Shein encara su próxima salida a bolsa en uno de los momentos más complejos desde su creación. La compañía de moda ultrarrápida ha visto reducirse su valoración hasta en un 78% desde el máximo de 2022, con un rango actual de entre 19.000 y 22.600 millones de euros, y prepara subidas de precios en mercados como España para compensar el aumento de costes y el impacto de la nueva regulación europea.
Una valoración en caída libre
Shein ha perdido hasta el 78% de su valoración desde su máximo en 2022, lo que sitúa su valor actual en un rango de entre 19.000 y 22.600 millones de euros, según publica El Español. Esta caída refleja el deterioro de las perspectivas de la compañía en un entorno de creciente presión regulatoria y competitiva.

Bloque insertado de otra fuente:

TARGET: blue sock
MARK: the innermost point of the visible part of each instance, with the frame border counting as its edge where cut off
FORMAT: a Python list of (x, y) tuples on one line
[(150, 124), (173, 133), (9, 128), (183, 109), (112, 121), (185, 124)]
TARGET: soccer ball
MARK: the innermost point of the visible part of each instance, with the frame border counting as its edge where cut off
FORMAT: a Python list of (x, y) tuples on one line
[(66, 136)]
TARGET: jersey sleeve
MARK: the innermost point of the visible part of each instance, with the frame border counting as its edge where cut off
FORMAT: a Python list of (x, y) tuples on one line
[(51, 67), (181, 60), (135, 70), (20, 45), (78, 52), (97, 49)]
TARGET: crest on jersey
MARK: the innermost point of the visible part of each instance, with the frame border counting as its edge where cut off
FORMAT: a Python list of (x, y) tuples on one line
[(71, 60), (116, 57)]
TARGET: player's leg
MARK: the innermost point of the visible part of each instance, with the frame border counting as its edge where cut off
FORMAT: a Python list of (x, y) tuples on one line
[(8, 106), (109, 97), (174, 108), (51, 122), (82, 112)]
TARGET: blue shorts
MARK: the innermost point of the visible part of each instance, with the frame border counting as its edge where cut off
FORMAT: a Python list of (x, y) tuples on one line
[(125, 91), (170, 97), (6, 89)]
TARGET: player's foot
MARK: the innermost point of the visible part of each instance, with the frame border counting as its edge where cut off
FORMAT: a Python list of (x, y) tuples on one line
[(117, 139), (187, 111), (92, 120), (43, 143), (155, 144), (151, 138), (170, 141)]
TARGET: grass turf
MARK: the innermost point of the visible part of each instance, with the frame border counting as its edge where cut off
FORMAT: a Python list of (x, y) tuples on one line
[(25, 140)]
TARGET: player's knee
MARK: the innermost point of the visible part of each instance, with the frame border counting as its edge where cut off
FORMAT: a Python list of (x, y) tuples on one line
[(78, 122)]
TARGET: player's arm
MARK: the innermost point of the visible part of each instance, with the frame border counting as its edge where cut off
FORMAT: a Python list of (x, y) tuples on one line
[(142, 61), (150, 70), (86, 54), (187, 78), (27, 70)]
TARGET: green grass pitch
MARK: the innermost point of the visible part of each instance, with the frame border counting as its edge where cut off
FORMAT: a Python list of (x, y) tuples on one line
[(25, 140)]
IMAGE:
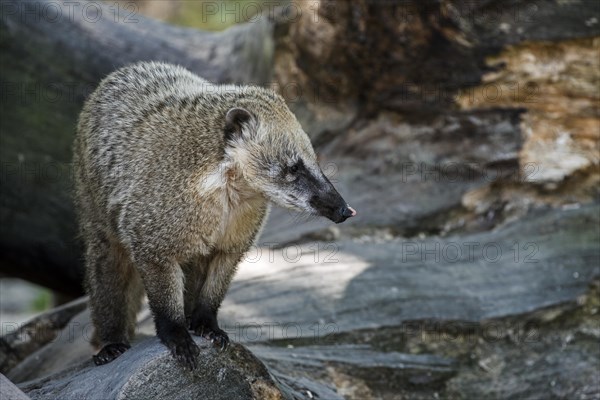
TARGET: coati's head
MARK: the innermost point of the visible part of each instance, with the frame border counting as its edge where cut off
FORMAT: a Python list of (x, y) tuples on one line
[(277, 159)]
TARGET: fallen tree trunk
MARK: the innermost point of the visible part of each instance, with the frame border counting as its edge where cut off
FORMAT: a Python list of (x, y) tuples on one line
[(54, 54)]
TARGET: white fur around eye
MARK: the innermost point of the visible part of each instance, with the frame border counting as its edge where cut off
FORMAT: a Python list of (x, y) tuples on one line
[(290, 177)]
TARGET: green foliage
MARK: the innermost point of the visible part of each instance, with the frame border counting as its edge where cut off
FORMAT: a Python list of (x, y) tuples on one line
[(217, 15)]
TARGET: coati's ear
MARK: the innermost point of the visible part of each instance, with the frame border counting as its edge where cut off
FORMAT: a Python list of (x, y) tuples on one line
[(235, 121)]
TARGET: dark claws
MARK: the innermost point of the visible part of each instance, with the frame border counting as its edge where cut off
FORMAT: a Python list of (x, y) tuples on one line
[(219, 338)]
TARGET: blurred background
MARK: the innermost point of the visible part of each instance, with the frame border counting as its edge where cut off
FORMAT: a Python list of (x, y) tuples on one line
[(465, 133)]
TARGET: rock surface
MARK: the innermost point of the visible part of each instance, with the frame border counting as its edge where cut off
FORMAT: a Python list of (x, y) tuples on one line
[(150, 372)]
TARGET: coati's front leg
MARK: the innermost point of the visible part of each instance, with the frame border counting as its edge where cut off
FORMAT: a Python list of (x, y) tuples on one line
[(164, 287), (219, 272)]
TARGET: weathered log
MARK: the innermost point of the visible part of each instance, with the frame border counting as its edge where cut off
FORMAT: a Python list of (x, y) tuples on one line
[(21, 341)]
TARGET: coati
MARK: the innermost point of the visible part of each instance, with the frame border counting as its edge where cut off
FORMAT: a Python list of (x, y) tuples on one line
[(173, 181)]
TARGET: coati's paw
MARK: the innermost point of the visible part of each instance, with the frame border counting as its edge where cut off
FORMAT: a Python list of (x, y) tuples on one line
[(217, 336), (204, 323), (183, 348), (110, 352)]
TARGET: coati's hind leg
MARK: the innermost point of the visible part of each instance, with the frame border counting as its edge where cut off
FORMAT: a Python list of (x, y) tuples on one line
[(203, 322), (115, 292)]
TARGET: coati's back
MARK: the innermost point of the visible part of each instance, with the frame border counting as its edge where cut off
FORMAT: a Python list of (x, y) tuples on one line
[(145, 122)]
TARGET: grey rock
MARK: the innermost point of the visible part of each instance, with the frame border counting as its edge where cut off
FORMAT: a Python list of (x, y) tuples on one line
[(150, 372)]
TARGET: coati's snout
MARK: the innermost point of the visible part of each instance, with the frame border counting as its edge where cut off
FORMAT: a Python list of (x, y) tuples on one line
[(330, 204)]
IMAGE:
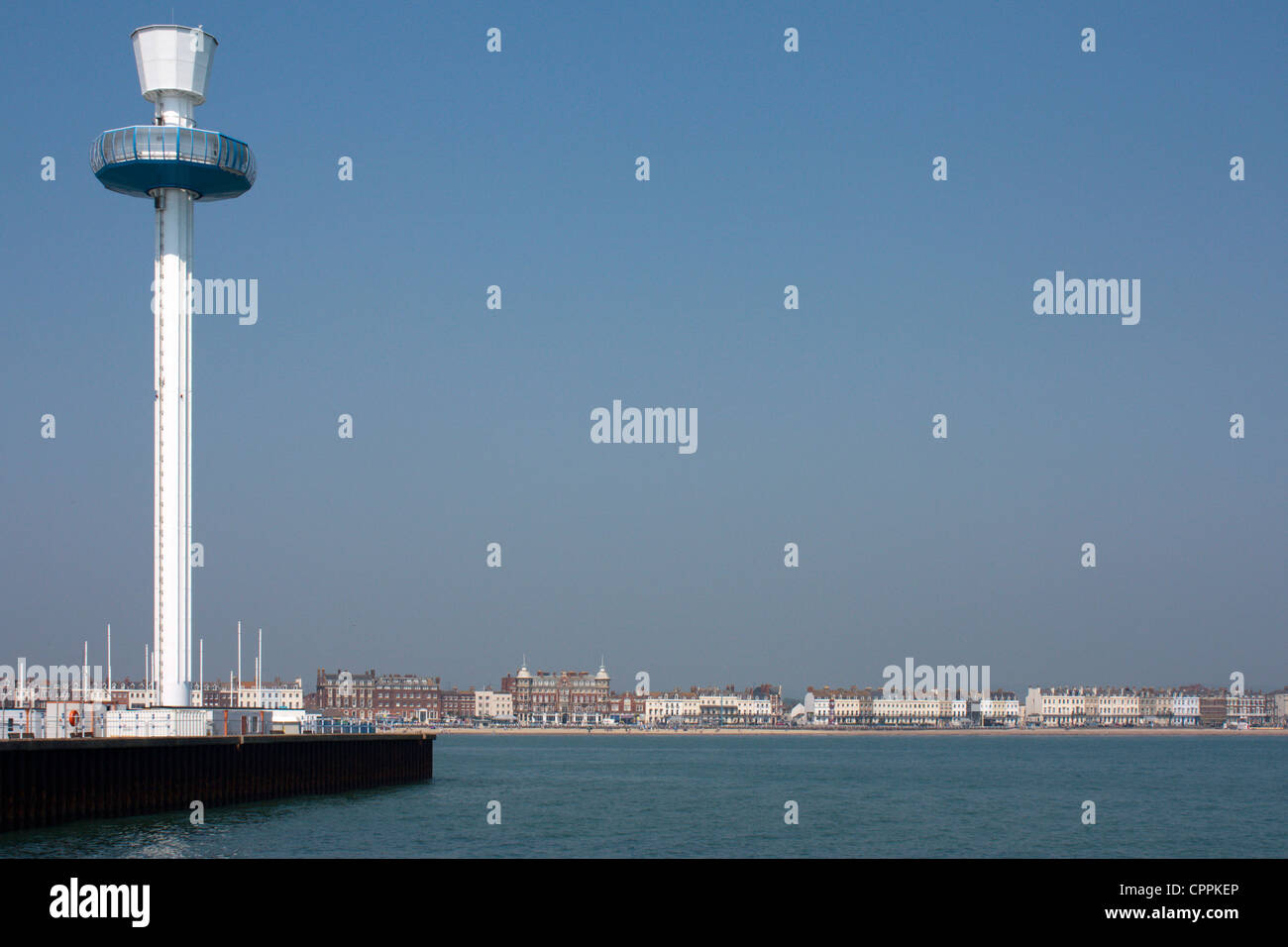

El desplome de la valoración es especialmente relevante porque se produce justo antes de la operación de salida a bolsa que la compañía tiene prevista. Las cifras actuales contrastan con los niveles alcanzados en 2022, cuando la empresa llegó a estar valorada en cerca de 100.000 millones de dólares. El ajuste a la baja -ahora también en euros- es el reflejo de una realidad de negocio más adversa.
Pérdidas y subida de precios en España
La compañía registró pérdidas de 85,8 millones de euros en el primer trimestre del año, según la información publicada. La compañía reconoce que el alza de precios que planea podría provocar una caída de la demanda.
Shein prevé subir precios en Europa, con especial incidencia en España, para compensar el aumento de costes y la nueva regulación. Este movimiento es sensible para el mercado español, donde la plataforma ha logrado una fuerte penetración gracias a precios muy bajos.
Un aumento de precios podría erosionar la ventaja competitiva de Shein frente a otros actores del comercio electrónico y de la moda, especialmente en un segmento de consumidores muy sensibles al precio.
El impacto de la nueva regulación europea
La entrada en vigor de tasas europeas y una regulación más estricta afecta especialmente a los pedidos de bajo valor, que son clave en el negocio de Shein. La tasa de tres euros por paquete de menos de 150 euros impuesta por la UE es uno de los elementos que encarece los envíos, algo que la compañía trasladará al consumidor final.
Este nuevo marco regulatorio añade presión en un momento en que Shein ya tiene que hacer frente a la competencia, al cumplimiento normativo y a posibles daños reputacionales, todo ello mientras prepara su debut en los mercados públicos.
Adaptación logística en Polonia
Shein adapta su logística con un centro en Polonia, un movimiento que responde a la necesidad de acercar su operativa a los principales mercados europeos y de asegurar tiempos de entrega que cumplan con las expectativas de los consumidores. La medida también puede entenderse como una respuesta al endurecimiento de los controles aduaneros y a los requisitos de transparencia que exige la nueva regulación europea.
A pesar de estos ajustes, la compañía sigue enfrentando retos significativos: la competencia en el sector de la moda económica es cada vez más intensa, el cumplimiento normativo se ha convertido en una partida de coste creciente y la reputación de la marca se ve afectada por las críticas sobre condiciones laborales y el impacto ambiental de su modelo de negocio.